AMD has presented new research that could make neural texture compression more efficient, although the work is still far from becoming something you can use in today’s games. The research, called PEPS, short for Positional Encoding Projected Sampling, was shown at the I3D Symposium and focuses on improving how neural networks represent texture data.
Neural texture compression is a possible future solution for reducing the memory footprint of game assets. Instead of storing texture data only in a traditional format, the method trains a small neural model to learn how texture coordinates map to color or signal values. In simple terms, the model learns the texture and then recreates it when needed.

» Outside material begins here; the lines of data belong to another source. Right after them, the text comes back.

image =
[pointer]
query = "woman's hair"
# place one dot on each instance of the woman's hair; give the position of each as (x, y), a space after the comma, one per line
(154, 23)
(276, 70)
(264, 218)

That approach can save memory, which is becoming more important as modern games use larger textures while many graphics cards still ship with limited VRAM. The tradeoff is that neural methods add compute cost, since the GPU has to do extra work to reconstruct the texture.
PEPS changes how positional encoding feeds information into the model
The main change in AMD’s PEPS research is how positional encoding is handled. Positional encoding usually takes low dimensional coordinates and projects them into a higher dimensional sine and cosine representation. PEPS builds on this idea by treating each sine and cosine projection as a point on a Lissajous curve, then sampling an encoder or grid at those projected points.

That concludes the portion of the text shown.